Le JT faisait sa «une» sur cette foutue blessure de Zidane à la cuisse.

– Genou et cuisse, points faibles des footballeurs! annonça le présentateur. La rupture du ligament antérieur du genou et le claquage du quadriceps sont les lésions les plus fréquentes chez les adeptes du ballon rond. Que les fibres musculaires vous manquent, et tout est dépeuplé… La déchirure du muscle droit antérieur, l’un des composants du quadriceps, est un véritable fléau. La pratique du football impose des accélérations brusques qui sollicitent fortement des ensembles musculaires et articulaires complexes et fragiles…

– C’est pas de bol, c’est pas de bol, gémit Adrien, recroquevillé en position fœtale dans son lit de camp.
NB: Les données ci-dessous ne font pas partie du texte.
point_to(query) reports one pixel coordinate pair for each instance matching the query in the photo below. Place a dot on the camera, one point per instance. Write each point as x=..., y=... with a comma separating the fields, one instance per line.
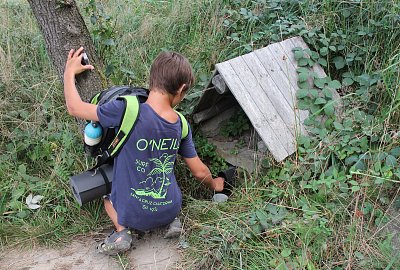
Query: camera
x=85, y=59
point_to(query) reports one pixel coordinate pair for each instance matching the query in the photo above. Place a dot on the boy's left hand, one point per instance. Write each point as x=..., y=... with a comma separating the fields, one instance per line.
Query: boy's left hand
x=74, y=65
x=218, y=183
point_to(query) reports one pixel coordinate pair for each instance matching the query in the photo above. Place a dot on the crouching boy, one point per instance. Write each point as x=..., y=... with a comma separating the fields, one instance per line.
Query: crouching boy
x=144, y=194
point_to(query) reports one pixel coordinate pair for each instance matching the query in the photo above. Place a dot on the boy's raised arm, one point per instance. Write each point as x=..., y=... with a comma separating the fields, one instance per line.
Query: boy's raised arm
x=202, y=173
x=76, y=107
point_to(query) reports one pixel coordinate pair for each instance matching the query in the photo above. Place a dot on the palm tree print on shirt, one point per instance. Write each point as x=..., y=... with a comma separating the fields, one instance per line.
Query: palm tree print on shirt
x=158, y=178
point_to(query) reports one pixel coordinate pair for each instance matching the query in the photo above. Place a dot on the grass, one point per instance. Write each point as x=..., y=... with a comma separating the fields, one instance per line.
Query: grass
x=277, y=219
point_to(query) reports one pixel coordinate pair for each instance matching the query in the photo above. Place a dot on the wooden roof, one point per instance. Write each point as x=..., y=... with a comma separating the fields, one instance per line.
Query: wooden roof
x=264, y=83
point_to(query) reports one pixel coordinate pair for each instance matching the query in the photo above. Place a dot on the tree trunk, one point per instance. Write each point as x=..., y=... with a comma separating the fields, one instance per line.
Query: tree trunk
x=64, y=29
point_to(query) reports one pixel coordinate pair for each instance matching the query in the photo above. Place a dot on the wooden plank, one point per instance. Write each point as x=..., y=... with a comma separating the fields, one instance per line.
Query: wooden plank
x=215, y=109
x=274, y=71
x=299, y=42
x=256, y=117
x=269, y=110
x=285, y=65
x=272, y=92
x=266, y=108
x=287, y=46
x=282, y=59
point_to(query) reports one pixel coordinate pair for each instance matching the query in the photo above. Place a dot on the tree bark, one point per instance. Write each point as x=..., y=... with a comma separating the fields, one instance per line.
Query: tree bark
x=64, y=29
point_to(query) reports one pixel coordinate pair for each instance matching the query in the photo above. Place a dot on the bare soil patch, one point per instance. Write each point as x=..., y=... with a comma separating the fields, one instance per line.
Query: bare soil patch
x=151, y=252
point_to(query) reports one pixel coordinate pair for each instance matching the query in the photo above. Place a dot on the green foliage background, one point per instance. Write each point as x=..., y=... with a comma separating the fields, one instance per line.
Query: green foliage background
x=326, y=207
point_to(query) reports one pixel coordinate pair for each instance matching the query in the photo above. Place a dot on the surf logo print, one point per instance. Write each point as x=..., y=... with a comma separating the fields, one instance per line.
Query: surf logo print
x=157, y=181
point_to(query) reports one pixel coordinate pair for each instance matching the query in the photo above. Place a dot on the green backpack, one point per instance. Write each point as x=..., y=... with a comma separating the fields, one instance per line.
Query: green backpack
x=113, y=139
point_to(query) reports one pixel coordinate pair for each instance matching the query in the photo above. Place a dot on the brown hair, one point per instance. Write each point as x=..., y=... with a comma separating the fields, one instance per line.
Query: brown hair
x=169, y=71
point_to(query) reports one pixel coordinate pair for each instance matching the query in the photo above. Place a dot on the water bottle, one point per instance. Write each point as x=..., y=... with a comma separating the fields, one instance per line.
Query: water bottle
x=93, y=132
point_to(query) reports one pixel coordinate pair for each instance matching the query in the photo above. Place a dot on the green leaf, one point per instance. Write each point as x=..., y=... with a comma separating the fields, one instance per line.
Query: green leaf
x=351, y=160
x=302, y=62
x=395, y=151
x=319, y=101
x=327, y=93
x=301, y=93
x=314, y=93
x=323, y=51
x=339, y=62
x=334, y=84
x=320, y=82
x=286, y=252
x=303, y=70
x=322, y=62
x=338, y=125
x=390, y=161
x=348, y=81
x=298, y=54
x=22, y=169
x=329, y=109
x=303, y=77
x=109, y=42
x=303, y=104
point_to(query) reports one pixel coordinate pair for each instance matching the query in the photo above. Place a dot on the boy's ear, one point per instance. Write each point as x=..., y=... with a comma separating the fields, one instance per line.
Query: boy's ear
x=181, y=91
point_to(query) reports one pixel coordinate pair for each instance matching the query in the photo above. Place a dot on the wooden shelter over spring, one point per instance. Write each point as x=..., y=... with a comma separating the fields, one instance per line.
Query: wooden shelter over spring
x=264, y=84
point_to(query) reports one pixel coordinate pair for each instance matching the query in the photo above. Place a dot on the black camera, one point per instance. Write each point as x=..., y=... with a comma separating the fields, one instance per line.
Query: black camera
x=85, y=59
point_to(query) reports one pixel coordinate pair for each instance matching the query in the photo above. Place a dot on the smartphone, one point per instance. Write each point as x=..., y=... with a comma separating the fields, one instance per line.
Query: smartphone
x=85, y=59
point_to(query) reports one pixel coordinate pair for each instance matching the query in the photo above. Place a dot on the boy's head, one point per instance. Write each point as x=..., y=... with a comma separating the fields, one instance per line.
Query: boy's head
x=169, y=72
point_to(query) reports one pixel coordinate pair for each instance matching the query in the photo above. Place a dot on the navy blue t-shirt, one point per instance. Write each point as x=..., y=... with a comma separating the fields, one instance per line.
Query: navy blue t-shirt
x=144, y=192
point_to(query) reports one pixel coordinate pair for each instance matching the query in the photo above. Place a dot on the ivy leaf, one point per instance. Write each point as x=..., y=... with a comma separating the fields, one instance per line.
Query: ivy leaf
x=339, y=62
x=303, y=62
x=320, y=82
x=319, y=101
x=303, y=104
x=322, y=62
x=314, y=93
x=301, y=93
x=329, y=109
x=323, y=51
x=351, y=160
x=298, y=54
x=338, y=126
x=303, y=77
x=327, y=93
x=334, y=84
x=390, y=161
x=348, y=81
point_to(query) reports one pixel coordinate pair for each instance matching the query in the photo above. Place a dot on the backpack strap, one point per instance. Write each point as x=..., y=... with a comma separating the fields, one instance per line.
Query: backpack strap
x=129, y=117
x=128, y=121
x=184, y=125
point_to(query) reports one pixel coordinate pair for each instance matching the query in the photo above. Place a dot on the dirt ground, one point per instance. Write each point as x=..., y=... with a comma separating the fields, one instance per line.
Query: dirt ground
x=151, y=252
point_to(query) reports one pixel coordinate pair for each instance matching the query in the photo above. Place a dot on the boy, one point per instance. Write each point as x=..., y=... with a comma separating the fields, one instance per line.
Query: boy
x=144, y=194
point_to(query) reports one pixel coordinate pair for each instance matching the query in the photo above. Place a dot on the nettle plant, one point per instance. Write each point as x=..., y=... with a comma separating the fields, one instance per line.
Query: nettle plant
x=345, y=150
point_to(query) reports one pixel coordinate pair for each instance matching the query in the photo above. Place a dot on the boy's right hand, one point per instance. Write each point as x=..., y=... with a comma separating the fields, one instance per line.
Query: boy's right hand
x=218, y=183
x=73, y=65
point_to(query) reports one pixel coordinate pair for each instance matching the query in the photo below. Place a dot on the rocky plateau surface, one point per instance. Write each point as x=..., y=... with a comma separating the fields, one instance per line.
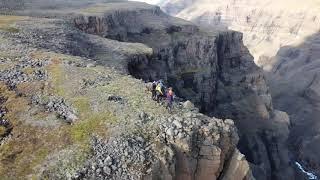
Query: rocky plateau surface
x=72, y=92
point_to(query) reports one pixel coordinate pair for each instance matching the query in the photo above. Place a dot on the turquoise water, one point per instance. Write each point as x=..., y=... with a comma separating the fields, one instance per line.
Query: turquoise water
x=308, y=174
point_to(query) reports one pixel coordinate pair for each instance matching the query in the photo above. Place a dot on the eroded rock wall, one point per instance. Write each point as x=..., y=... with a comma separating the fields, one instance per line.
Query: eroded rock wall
x=214, y=70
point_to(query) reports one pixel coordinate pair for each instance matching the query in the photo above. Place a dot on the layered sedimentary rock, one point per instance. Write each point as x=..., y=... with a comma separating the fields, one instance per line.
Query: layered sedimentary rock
x=294, y=81
x=74, y=112
x=213, y=69
x=267, y=25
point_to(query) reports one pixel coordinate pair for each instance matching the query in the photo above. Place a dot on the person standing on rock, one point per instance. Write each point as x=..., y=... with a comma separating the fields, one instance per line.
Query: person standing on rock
x=153, y=90
x=159, y=91
x=170, y=98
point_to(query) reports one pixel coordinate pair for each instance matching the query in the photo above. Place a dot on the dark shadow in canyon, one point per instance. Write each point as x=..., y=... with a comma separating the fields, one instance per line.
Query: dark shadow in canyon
x=295, y=86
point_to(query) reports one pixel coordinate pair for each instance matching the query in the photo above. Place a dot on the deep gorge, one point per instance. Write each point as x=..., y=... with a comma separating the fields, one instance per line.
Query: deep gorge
x=215, y=71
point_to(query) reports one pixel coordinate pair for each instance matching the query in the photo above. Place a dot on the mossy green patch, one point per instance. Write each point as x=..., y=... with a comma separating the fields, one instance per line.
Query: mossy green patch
x=2, y=130
x=58, y=76
x=94, y=124
x=7, y=22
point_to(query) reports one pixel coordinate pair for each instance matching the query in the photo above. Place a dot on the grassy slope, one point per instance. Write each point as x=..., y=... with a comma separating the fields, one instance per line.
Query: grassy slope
x=33, y=145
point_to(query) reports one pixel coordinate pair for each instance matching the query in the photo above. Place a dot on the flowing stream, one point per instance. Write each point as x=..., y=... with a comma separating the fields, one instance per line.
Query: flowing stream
x=308, y=174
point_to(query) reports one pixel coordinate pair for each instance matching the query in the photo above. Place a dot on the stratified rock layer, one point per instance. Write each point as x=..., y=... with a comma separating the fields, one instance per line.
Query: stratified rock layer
x=214, y=70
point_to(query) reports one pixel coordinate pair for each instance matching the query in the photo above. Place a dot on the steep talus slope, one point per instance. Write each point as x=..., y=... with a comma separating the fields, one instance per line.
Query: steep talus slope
x=267, y=25
x=294, y=81
x=69, y=110
x=214, y=70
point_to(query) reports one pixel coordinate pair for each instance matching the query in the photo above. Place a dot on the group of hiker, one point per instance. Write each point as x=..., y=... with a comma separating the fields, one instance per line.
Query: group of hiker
x=160, y=92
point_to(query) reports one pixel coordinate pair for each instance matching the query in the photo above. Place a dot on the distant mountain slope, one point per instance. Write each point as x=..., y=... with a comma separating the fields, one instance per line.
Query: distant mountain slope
x=295, y=85
x=267, y=25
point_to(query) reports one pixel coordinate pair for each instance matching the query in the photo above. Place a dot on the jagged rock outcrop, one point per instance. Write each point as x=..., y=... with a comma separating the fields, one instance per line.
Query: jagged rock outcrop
x=294, y=82
x=214, y=70
x=188, y=146
x=267, y=25
x=85, y=76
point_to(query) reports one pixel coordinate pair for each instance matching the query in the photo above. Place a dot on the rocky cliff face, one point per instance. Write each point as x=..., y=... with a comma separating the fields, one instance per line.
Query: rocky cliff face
x=214, y=70
x=267, y=25
x=69, y=109
x=294, y=81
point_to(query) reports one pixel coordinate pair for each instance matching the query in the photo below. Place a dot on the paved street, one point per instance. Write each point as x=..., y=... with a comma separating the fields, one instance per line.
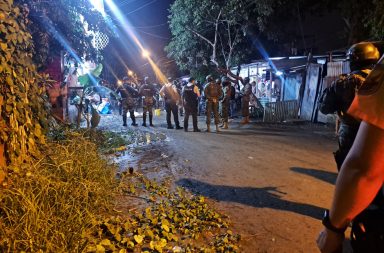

– Tu sais c’qu’on dit, marmonna le Gros Serge, les Sénégalais, ils ont des sorciers avec eux… Alors des fois qu’ils auraient préparé un mauvais coup!

Adrien était d’un tempérament plutôt rationaliste. Ces salades de maraboutage, il n’y croyait absolument pas. Le Gros Serge n’en pensait pas moins. Tandis que se poursuivait le reportage sur les préparations des différentes équipes et leur vie quotidienne en Corée, il entreprit de changer le pansement de son protégé. Après avoir déroulé la bande Velpeau et ôté les bandes de gaze de ses doigts boudinés, il ne put retenir une grimace. La blessure suppurait et ses pourtours prenaient une teinte violacée.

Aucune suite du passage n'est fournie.